'I did it' claim on Pan Am bombing
A MEMBER of Abu Nidal's Palestinian group yesterday claimed responsibility for the Lockerbie bomb, which killed 270 people in December 1988. Yussef Shaaban, 29, on trial for the murder of a Jordanian diplomat in Beirut, told the court: 'I personally blew up the Lockerbie plane.'
If true, Mr Shaaban's remark would be one of the most sensational disclosures in the long hunt for the bombers of Pan Am Flight 103. The key word is 'if'. Yussef Shaaban is certainly a member of Abu Nidal's assassination group, which has carried out some of Colonel Muammar Gaddafi's bloodier work. But the British Foreign Office dismissed the confession as 'utter gibberish'. A spokesman said: 'We ran it past our people and the man has no connection with Lockerbie.'
There are several possible reasons for the confession. If Mr Shaaban and two Palestinian colleagues are convicted of the 29 January killing of Naeb Maaytah, the Jordanian embassy first secretary, they are likely to mount the scaffold. So why not claim responsibility for Lockerbie, in the hope of being extradited to Britain, which has no death penalty?
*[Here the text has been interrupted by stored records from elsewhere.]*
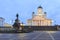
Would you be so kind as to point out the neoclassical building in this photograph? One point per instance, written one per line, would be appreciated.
(39, 19)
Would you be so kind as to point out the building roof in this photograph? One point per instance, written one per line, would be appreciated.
(40, 7)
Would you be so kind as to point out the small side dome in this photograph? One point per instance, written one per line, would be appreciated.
(40, 7)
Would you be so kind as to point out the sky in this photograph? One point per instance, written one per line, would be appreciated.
(9, 9)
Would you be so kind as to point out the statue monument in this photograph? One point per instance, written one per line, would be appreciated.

Another possibility is that Colonel Gaddafi, trying to lift the international sanctions imposed against Libya for its failure to hand over two more likely suspects in the bombing, persuaded Mr Shaaban's mentors to shift the blame from Libya by arranging this disclosure in Lebanon.
Yet it will be difficult for the US and Britain to ignore Mr Shaaban's statement since his membership of the Abu Nidal faction is in little doubt. The Beirut rumour- mills have long hinted that the makers of the Lockerbie bomb lived just down the road from Abu Nidal's office - near the village of Damour.
Ironically, the claim obscured the murder charge laid yesterday against Samir Geagea, the ex-Phalangist Christian militia leader, for organising the bombing of a Maronite church at Zouk on 27 February in which 10 worshippers were killed. Over his head, too, the shadow of the noose is growing closer.